Today is


   "A word to the wise ain't necessary --  
          it's the stupid ones that need the advice."
					-Bill Cosby

Wednesday, March 02, 2005


Poem of the day

You Who Never Arrived

You who never arrived
in my arms, Beloved, who were lost
from the start,
I don't even know what songs
would please you. I have given up trying
to recognize you in the surging wave of the next
moment. All the immense
images in me-- the far-off, deeply-felt landscape,
cities, towers, and bridges, and unsuspected
turns in the path,
and those powerful lands that were once
pulsing with the life of the gods-
all rise within me to mean
you, who forever elude me.

You, Beloved, who are all
the gardens I have ever gazed at,
longing. An open window
in a country house--, and you almost
stepped out, pensive, to meet me.
Streets that I chanced upon,--
you had just walked down them and vanished.
And sometimes, in a shop, the mirrors
were still dizzy with your presence and, startled,
gave back my too-sudden image. Who knows?
perhaps the same bird echoed through both of us
yesterday, separate, in the evening...

--Rainer Maria Rilke

3 Comments:

Blogger Conservative in Virginia said...

Can someone explain this to the poetry challenged? Is it someone mourning their aborted or miscarried baby?

March 03, 2005 10:47 AM  
Blogger stewdog said...

I too thought that at first, CIV, but after more ponderous thought I have concluded that it is a Robert Byrd Poem. . . "An Ode to his Brain". Think about it. . "you. .who never arrived"

March 03, 2005 11:18 AM  
Blogger Wonderdog said...

Ah, if it were only applicable to Stewdog my life would be much simpler.

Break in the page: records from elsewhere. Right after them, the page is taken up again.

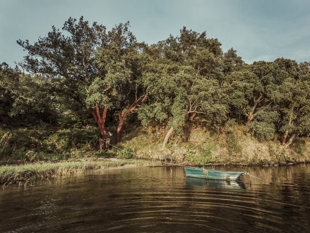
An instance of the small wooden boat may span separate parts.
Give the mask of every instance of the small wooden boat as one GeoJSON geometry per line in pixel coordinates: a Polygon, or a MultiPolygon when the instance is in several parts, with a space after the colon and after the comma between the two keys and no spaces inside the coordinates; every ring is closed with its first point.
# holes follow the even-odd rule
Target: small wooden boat
{"type": "Polygon", "coordinates": [[[210,180],[239,181],[246,171],[228,171],[199,167],[185,167],[186,176],[210,180]]]}

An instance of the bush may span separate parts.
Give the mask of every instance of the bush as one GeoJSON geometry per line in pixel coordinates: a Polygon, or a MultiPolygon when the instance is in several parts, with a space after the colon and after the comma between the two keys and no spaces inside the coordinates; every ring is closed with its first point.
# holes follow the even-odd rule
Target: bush
{"type": "Polygon", "coordinates": [[[0,157],[5,155],[11,137],[12,133],[10,132],[2,132],[2,129],[0,128],[0,157]]]}
{"type": "Polygon", "coordinates": [[[136,157],[136,155],[132,152],[129,148],[124,148],[123,150],[121,150],[117,154],[117,158],[119,159],[133,159],[136,157]]]}
{"type": "Polygon", "coordinates": [[[272,139],[276,132],[275,125],[268,122],[253,121],[248,128],[260,141],[272,139]]]}
{"type": "Polygon", "coordinates": [[[213,160],[211,150],[209,147],[202,150],[199,154],[196,154],[196,150],[189,149],[186,153],[186,158],[199,165],[207,165],[213,160]]]}
{"type": "Polygon", "coordinates": [[[241,148],[233,130],[229,129],[226,132],[226,148],[231,156],[240,152],[241,148]]]}

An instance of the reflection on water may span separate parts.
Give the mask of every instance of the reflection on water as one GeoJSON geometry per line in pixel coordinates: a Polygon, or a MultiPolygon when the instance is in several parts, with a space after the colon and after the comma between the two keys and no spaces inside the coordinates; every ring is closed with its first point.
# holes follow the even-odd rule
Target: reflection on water
{"type": "MultiPolygon", "coordinates": [[[[198,186],[208,188],[247,188],[246,184],[241,181],[228,181],[186,177],[186,185],[188,187],[198,186]]],[[[248,184],[250,185],[249,183],[248,184]]]]}
{"type": "Polygon", "coordinates": [[[0,190],[0,232],[310,232],[310,165],[219,169],[264,181],[141,167],[11,187],[0,190]]]}

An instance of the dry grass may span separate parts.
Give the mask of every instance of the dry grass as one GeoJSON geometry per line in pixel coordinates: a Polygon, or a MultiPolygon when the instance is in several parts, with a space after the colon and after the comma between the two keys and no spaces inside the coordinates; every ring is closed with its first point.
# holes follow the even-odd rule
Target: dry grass
{"type": "Polygon", "coordinates": [[[100,161],[63,162],[55,163],[34,163],[0,166],[0,185],[5,187],[18,182],[19,185],[31,184],[39,178],[56,177],[85,173],[93,170],[124,165],[158,166],[161,163],[143,160],[104,160],[100,161]]]}
{"type": "Polygon", "coordinates": [[[213,163],[261,163],[287,162],[310,162],[310,141],[309,139],[296,140],[290,148],[281,145],[278,141],[260,142],[246,133],[242,126],[231,129],[234,134],[228,140],[226,133],[212,135],[200,128],[192,129],[186,142],[172,140],[164,149],[161,143],[164,134],[155,135],[149,131],[138,129],[130,139],[121,146],[131,148],[138,158],[159,159],[163,157],[172,157],[178,163],[192,164],[186,154],[189,150],[200,156],[206,148],[211,150],[213,163]]]}

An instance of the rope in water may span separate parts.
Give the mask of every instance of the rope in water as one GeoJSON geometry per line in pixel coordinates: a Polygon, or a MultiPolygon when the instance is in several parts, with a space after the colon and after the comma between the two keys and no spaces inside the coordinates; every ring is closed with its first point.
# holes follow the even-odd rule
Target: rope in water
{"type": "MultiPolygon", "coordinates": [[[[106,142],[106,144],[108,144],[108,145],[110,145],[110,146],[111,146],[111,147],[114,147],[114,148],[116,148],[117,149],[118,149],[118,150],[124,150],[124,149],[122,149],[120,148],[119,148],[119,147],[116,147],[115,146],[114,146],[114,145],[112,145],[112,144],[111,144],[109,143],[108,142],[106,142]]],[[[182,164],[175,164],[175,163],[172,163],[172,162],[171,162],[171,161],[170,161],[170,163],[170,163],[170,164],[172,165],[175,165],[175,166],[183,166],[183,167],[184,167],[196,168],[195,166],[186,166],[186,165],[182,165],[182,164]]],[[[211,170],[211,169],[208,169],[208,171],[209,172],[211,172],[211,173],[214,173],[214,174],[216,174],[216,175],[217,175],[217,176],[220,176],[219,175],[218,175],[218,174],[217,174],[217,173],[215,173],[215,172],[212,172],[212,171],[211,170],[211,170]]],[[[254,178],[256,178],[256,179],[259,179],[259,180],[262,180],[262,181],[264,181],[264,180],[263,180],[263,179],[261,179],[261,178],[260,178],[257,177],[256,177],[256,176],[253,176],[253,175],[251,175],[250,173],[248,173],[248,172],[247,171],[246,171],[246,172],[245,172],[245,174],[247,174],[247,175],[249,175],[249,176],[250,176],[250,177],[254,177],[254,178]]]]}

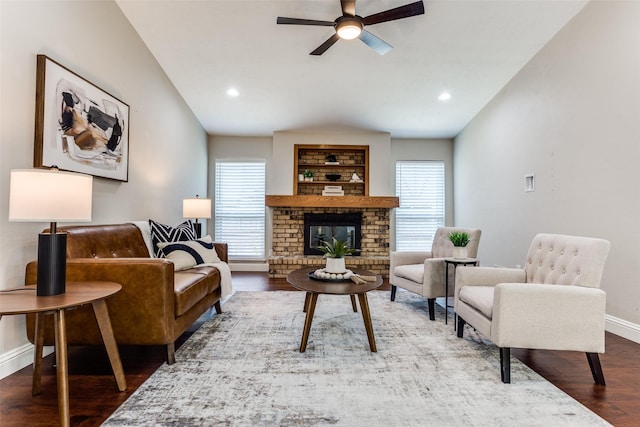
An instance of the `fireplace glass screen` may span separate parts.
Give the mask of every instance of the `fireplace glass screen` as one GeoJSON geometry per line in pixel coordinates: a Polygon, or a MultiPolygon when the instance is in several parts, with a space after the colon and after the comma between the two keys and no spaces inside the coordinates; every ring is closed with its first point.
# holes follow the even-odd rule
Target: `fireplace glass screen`
{"type": "Polygon", "coordinates": [[[360,214],[305,214],[304,220],[305,255],[322,255],[317,247],[334,237],[346,241],[350,248],[360,249],[360,214]]]}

To answer your question, CIV, the poem is about the sadness and beauty of longing. I believe the author is referring, personally, to the elusive love of his life, i.e. a soulmate. However, as with most great poetry, we can bring whatever experiences we have to bear upon the sentiment of the author and substitute them so that it becomes personal for us as well.